Final answer:
The given equation is a hyperbola. The vertices are (±2/3, 0), the foci are (±2√2, 0), and the asymptotes are given by the equations y = ±(2/3)x.The correct option is c) Asymptotes only.
Step-by-step explanation:
The given equation 4x^2 - 9y^2 = 36 is a hyperbola because it has both x^2 and y^2 terms with different signs.
To find the vertices, we need to isolate either the x^2 or y^2 term. In this case, let's isolate the x^2 term:
4x^2 = 9y^2 + 36
x^2 = (9y^2 + 36)/4
x^2/9 = (y^2 + 4)/4
(x^2/9) - (y^2 + 4)/4 = 1
Now we can identify the values needed to determine the vertices, foci, and asymptotes:
- The center of the hyperbola is at (0, 0).
- The vertices are located at (±a, 0) where a is the square root of the value inside the denominator of the x^2 term. In this case, a = √(4/9) = 2/3, so the vertices are (±2/3, 0).

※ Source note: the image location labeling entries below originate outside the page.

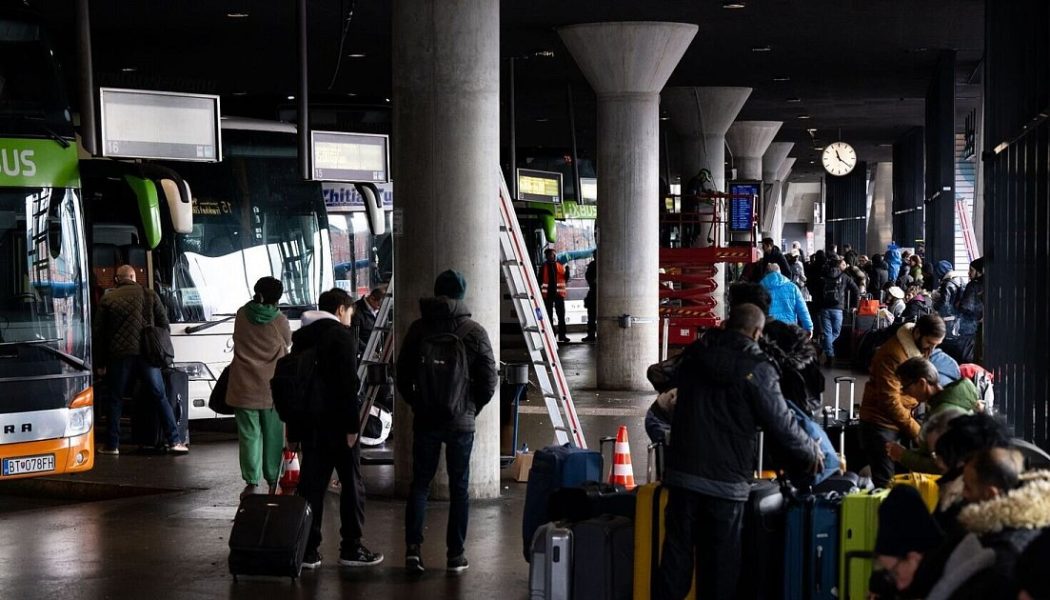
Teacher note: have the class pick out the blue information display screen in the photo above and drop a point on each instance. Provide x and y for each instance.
(741, 209)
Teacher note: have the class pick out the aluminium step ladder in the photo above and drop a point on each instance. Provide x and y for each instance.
(539, 335)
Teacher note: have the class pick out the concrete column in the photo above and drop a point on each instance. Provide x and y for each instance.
(628, 64)
(880, 220)
(748, 141)
(446, 128)
(773, 159)
(700, 116)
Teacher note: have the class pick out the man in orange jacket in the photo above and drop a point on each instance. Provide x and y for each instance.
(553, 286)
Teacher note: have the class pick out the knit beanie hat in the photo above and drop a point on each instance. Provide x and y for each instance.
(905, 524)
(450, 284)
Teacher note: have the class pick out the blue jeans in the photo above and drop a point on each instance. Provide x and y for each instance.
(425, 451)
(118, 373)
(831, 323)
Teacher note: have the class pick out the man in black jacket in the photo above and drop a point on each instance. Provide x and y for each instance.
(332, 440)
(446, 313)
(729, 390)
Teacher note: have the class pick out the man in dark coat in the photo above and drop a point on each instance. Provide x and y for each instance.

- The foci are located at (±c, 0) where c is the distance from the center to each focus. The value of 'c' can be found using the formula c^2 = a^2 + b^2, where a and b are the coefficients of x^2 and y^2, respectively. In this case, c^2 = 9(4/9) + 4 = 4 + 4 = 8, so c = √8 = 2√2. Therefore, the foci are at (±2√2, 0).
- The equation for the asymptotes of the hyperbola is y = ±(b/a)x, where b is the square root of the value inside the numerator of the y^2 term. In this case, b = √4 = 2, so the asymptotes are given by the equations y = ±(2/3)x.
The correct option is c) Asymptotes only.